I'm starting to work with Netezza on Aginity to handle millions of records per table. I've been reading up online on how to optimize tables so that loading the data and running queries on it will be relatively quick and I have a few questions.
1) One thing I read was that the distribution you pick when creating a table will impact how fast you can query the table. For the most part, is it best to distribute on the primary key? And let's say there are no primary keys but instead there are foreign keys in a table, is it good to distribute on both foreign keys or just one?
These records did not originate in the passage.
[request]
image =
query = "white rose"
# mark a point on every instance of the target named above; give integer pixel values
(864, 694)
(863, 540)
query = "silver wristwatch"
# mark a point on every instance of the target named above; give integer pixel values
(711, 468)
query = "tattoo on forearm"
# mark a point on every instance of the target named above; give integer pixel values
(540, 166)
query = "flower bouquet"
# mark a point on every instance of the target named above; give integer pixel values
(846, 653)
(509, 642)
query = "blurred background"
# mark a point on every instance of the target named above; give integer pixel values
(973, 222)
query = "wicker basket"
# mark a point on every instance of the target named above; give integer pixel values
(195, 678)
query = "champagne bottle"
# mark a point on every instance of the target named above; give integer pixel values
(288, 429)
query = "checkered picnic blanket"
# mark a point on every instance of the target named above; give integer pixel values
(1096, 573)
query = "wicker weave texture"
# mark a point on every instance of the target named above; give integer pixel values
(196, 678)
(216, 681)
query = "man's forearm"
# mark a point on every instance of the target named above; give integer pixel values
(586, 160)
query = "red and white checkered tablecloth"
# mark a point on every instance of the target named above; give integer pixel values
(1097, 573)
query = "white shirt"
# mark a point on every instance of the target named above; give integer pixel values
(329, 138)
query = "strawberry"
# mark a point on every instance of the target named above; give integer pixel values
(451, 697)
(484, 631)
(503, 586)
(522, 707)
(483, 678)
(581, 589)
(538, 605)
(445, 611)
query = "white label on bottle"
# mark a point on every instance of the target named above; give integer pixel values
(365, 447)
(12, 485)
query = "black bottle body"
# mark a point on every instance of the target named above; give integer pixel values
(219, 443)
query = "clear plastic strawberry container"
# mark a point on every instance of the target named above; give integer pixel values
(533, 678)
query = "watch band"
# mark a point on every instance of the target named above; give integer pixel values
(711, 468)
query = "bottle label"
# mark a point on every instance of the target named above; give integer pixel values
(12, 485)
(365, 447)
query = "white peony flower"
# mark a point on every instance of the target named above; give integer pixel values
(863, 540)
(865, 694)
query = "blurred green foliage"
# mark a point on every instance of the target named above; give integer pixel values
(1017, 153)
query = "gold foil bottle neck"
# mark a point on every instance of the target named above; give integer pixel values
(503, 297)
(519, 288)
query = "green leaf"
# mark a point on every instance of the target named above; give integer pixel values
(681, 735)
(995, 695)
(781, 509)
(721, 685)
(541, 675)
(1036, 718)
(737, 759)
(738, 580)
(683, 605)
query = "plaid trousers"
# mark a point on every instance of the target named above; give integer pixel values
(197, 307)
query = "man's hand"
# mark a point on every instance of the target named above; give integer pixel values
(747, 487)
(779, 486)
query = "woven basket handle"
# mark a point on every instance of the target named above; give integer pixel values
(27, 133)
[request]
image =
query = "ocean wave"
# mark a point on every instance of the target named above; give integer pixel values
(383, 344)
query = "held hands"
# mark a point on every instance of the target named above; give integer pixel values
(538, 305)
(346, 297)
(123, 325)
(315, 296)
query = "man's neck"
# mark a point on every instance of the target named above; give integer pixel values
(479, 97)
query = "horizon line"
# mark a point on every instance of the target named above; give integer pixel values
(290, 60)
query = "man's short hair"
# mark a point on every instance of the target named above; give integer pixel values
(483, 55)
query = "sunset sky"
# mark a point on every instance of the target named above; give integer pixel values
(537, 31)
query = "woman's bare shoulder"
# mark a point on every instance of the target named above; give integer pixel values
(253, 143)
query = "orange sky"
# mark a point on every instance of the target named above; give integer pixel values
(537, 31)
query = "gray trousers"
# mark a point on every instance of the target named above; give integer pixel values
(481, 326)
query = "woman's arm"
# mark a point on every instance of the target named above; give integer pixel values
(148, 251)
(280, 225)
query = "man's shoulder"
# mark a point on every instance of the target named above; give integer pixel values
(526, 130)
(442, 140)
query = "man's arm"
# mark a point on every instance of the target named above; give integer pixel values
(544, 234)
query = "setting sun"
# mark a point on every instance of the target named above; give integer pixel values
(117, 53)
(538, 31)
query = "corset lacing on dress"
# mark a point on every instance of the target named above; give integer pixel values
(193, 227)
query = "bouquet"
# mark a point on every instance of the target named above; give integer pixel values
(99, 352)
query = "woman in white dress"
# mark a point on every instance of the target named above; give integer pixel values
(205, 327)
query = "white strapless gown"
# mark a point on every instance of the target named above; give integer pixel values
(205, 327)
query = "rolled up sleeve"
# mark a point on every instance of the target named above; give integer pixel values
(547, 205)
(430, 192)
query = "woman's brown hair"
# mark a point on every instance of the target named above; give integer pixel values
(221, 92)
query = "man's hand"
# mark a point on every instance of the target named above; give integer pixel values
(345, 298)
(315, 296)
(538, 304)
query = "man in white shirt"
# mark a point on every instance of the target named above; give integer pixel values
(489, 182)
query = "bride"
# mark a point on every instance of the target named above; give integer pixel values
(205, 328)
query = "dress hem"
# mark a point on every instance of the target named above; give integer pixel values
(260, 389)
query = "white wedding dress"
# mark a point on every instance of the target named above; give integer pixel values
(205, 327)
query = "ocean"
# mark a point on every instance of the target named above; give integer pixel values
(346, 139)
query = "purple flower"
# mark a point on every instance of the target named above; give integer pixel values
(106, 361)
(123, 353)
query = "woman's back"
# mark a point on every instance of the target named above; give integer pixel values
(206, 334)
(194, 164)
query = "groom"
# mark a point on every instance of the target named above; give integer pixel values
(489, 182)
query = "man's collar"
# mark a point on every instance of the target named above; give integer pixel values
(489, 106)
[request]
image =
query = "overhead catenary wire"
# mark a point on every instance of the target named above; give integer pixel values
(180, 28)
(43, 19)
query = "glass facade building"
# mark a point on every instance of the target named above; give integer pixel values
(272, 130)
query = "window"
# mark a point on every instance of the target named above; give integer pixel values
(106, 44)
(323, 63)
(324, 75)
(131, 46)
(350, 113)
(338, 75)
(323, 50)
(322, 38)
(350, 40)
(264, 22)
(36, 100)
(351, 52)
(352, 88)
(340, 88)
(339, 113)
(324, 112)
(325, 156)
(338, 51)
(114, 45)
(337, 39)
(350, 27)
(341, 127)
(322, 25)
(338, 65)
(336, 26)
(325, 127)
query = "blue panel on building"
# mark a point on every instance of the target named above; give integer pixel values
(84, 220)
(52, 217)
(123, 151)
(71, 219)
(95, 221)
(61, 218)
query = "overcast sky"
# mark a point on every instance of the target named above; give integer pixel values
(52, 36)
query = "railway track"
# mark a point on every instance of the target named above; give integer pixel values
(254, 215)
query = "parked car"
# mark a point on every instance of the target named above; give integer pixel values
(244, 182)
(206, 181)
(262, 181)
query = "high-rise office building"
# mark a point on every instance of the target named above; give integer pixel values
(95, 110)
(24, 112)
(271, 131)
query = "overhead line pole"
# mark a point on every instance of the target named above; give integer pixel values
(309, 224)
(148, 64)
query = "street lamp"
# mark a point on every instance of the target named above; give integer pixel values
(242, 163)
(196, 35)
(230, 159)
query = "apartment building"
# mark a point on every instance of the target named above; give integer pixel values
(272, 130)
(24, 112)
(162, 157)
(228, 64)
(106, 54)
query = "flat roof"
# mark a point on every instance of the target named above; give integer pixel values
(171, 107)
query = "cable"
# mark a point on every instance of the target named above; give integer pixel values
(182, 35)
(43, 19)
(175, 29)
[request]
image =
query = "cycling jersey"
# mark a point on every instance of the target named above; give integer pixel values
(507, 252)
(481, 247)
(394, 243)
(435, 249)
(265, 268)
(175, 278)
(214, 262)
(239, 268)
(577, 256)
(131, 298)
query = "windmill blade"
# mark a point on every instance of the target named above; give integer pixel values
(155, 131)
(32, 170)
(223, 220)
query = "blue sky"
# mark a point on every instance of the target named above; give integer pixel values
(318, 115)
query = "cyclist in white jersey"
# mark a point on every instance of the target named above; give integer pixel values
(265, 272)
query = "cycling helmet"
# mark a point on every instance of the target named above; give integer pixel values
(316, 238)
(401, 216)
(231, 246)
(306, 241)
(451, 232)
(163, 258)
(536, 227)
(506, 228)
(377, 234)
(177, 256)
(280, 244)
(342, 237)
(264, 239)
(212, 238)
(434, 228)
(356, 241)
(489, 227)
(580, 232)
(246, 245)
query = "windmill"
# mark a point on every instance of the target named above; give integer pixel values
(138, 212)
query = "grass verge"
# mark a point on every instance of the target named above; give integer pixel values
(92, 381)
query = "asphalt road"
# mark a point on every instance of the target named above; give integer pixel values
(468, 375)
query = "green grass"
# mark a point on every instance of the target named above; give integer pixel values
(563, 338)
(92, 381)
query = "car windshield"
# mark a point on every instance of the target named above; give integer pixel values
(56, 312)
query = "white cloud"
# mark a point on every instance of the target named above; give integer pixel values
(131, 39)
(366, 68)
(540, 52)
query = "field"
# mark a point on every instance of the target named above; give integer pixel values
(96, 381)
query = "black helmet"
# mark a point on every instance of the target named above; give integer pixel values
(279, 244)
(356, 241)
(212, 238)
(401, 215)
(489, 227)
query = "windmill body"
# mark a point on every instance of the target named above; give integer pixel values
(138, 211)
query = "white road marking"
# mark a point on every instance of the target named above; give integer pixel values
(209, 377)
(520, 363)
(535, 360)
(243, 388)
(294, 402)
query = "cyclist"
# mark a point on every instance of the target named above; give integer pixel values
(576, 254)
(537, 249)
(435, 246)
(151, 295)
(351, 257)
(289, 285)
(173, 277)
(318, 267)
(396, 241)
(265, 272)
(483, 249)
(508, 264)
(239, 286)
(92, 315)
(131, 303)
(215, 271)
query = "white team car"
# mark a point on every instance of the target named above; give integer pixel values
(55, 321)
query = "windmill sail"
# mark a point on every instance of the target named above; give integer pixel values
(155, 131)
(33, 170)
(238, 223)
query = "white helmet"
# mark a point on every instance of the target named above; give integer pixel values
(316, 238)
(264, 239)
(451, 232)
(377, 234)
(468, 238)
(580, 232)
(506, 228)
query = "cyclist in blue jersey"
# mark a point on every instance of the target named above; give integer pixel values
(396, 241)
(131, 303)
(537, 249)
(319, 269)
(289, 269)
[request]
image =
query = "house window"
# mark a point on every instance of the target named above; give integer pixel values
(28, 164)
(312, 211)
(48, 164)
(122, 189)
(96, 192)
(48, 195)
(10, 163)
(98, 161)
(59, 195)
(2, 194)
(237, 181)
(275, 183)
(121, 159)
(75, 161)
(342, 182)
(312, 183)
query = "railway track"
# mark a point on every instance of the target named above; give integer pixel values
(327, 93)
2) I read about the way in which you can see the skew of your table (which i guess is based alot on your distribution) by running this query:
SELECT count(*), datasliceid from SCHEMA.TableName group by datascliceid ordery by datasliceid
So in doing this, I noticed that the minimum number of data per datasliceid was 21,530 and the max was 22,456. There are 240 datasliceid's that was returned. Is this good or should the data be distributed much more evenly?
3) Last but not least, I'm trying to run:
generate statistics on SCHEMA.TABLENAME
inside of Aginity but when I do, I just get the message The command completed successfully
but nothing shows up. How do I view this information?
I’ll give it a try: 1) only worry about distribution for REALLY large tables (go RANDOM on all the small/medium ones) Apart from that: only distribute on one column, and only if you join on it a LOT 2) that distribution in not skewed in my opinion. Don’t worry. 3) when you update statistics in a database it’s primarily for the benefit of the database optimizer to make better choices when you run (complex) sql against it. You can however read that info back from the catalog tables afterwards. Queries for that can be found online :)